For several years FFA students filled food bags for local food banks. That event has migrated into a 4-H food competition, which has taken place for the last two years during the show.

“There is an involvement in a public policy way, in a broadly viewed way - the absolute importance for a farm kid to understand the vital role that food and food policy plays for the folks that are their next-door neighbors,” Price said. “Hopefully getting someone to not only consider agriculture, but to consider an appreciation for the long reach that farming plays in terms of food and nutrition.”

He also mentions food as medicine – how we can produce healthy food. Price said we need to be aware of how we eat because a great deal of today’s health issues come with not eating the right foods.

“It comes from the concept of how we think about food from a healthy standpoint,” he said.

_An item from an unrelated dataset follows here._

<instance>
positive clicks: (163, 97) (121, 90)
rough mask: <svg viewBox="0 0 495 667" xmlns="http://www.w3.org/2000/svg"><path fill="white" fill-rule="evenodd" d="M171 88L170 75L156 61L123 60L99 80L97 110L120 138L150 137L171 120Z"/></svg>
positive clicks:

He also notes throughout his career he has witnessed evolution and revolution in agriculture. The trends have been cost driven consolidation, consumer driven innovation and dynamic changes due to globalization and technology in every aspect of production and marketing.

Those changes have also taken place at the gin show as the seminars and outlooks focus on the changing technical landscape of the world at-large. Virtual platforms for the show were developed as COVID-19 hit.

Those platforms opened the door to international participation and currently attract individuals from 15 to 20 locations around the world. Price expects the virtual platform of the show to continue as a vital component.

He also believes the social responsibility of his organization and its members is not just the management and safety of their individual operations, but how those operations and the association impact the local and international community. The SCGA under Tim Price’s leadership is taking on that task and has been rewarded for that effort.